Michael closed his eyes and saw again the little plaster cherub clutched in Janey’s hand. Only it wasn’t, he knew now, a cherub. It was an angel. In her dying moments, even through all her pain and the certain knowledge of imminent death, she had found a way of telling him who had killed her.

“Mike? You still there, Mike? Hang on. There’s some kinda weird shit coming in from Laguna Beach on the other line.”

Michael snapped his cellphone shut. He could imagine only too well just exactly what that weird shit might be. Weird shit that was about to hit the fan.

He gripped the steering wheel even more tightly and cursed his frustration into the night. Angela had set him up right from the start. She had manipulated him into Second Life with the promise of continuing his therapy in her SL group. It must have been Angela who somehow contrived to transfer Smitts’ millions into Chas’ account.

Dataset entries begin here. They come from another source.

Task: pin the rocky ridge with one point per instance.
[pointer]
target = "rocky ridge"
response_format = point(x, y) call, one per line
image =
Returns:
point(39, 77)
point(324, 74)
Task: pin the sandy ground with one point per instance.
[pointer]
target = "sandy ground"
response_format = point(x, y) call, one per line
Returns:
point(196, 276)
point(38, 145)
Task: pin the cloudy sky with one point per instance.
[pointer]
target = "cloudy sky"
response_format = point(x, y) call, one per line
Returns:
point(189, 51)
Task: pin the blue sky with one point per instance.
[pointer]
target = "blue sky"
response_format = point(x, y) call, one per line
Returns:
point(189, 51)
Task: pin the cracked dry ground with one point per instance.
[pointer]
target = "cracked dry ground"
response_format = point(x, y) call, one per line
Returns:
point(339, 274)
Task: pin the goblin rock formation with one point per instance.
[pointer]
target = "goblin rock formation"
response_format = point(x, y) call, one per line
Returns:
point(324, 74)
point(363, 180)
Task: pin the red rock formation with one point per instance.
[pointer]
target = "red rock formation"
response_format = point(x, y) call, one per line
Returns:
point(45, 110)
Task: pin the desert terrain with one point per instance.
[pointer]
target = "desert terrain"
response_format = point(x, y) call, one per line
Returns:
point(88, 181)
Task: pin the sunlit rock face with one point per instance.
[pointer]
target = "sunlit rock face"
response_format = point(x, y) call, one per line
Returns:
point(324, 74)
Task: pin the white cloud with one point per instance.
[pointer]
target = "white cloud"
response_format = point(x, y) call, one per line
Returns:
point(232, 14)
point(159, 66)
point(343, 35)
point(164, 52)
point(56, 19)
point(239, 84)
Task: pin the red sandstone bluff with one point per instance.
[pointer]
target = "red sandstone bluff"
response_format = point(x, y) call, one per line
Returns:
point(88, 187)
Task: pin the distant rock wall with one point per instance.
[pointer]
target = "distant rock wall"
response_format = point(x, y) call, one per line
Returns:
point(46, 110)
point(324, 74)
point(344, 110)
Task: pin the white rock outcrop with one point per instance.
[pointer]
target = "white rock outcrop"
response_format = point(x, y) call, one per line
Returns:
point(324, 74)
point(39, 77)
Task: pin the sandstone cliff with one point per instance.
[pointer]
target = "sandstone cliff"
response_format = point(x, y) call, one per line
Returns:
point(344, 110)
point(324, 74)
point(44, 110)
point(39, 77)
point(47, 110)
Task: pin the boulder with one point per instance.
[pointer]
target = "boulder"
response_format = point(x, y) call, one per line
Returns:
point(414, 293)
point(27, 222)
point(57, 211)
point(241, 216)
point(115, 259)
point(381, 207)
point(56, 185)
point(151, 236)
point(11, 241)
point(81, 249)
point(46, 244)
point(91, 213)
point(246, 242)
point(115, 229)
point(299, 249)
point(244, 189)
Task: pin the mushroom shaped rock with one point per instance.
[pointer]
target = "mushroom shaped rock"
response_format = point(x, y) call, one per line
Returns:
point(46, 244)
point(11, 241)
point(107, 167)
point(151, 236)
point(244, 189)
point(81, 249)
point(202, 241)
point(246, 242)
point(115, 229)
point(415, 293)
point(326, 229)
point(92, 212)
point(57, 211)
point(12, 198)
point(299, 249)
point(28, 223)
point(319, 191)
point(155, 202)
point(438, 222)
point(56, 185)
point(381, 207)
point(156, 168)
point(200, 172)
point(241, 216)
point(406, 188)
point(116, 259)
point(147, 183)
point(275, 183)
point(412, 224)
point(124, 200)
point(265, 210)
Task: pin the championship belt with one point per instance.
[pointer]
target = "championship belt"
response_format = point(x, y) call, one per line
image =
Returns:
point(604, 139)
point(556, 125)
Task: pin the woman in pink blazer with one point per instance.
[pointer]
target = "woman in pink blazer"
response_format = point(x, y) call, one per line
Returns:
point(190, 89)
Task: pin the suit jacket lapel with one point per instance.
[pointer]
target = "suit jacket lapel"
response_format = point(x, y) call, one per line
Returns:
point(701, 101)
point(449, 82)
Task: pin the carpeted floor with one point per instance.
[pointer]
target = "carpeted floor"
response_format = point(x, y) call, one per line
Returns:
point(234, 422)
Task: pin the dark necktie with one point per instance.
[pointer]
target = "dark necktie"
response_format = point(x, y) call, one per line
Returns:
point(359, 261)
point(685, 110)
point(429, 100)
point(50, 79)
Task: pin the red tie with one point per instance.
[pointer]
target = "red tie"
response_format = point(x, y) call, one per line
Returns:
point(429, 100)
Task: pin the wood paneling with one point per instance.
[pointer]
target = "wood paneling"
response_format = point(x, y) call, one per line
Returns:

Though God only knew why.

Michael turned the key in the ignition. There would probably be alerts going out on every police radio in the next few minutes. And this was his last known whereabouts. He pulled out into the southbound stream of traffic on PCH and headed up to Jamboree, where he took a right. At the foot of the hill, he drove past the Cosmetic Care plastic surgery center on his left and the Newport Beach Yacht Club on his right, to cross the bridge over the channel to Balboa Island. He found a parking spot right across the street from Starbucks on Marine Avenue. Through the rain he could see that the coffee shop was nearly empty. Just a handful of customers sitting at tables in the window. He slipped his computer beneath his jacket again, and hurried across the road, the rain bouncing off the tarmac as he ran. By the time he pulled open the door and got himself in out of the rain, he was soaked to the skin and breathing hard.

The few customers there were in the place turned to look at him. Two middle-aged women in jogpants and training shoes, taking shelter, mid-jog, from the unexpected rain. A young woman with long hair tied back from a pale face, engrossed in a laptop. A middle-aged man in shorts and a yellow tee-shirt plastered to his chest and shoulders. He had clearly been drenched in the downpour, wet, dark hair swept back from his forehead. An elderly, silver-haired woman sitting in the corner, face buried in her MacBook. She dragged her eyes away from her screen for a moment to look up to give him a sympathetic smile.

The bearded barista smiled at him warmly across the counter. “How are you today, Michael? What can I get you? The usual?”

In truth, Michael didn’t want another coffee. But he needed the excuse to be here. “Sure.”

He carried his coffee to a free table and sat down to open up his laptop. He immediately received a warning that his battery was low. He muttered a mouthful of imprecations under his breath. He was going to have to be quick.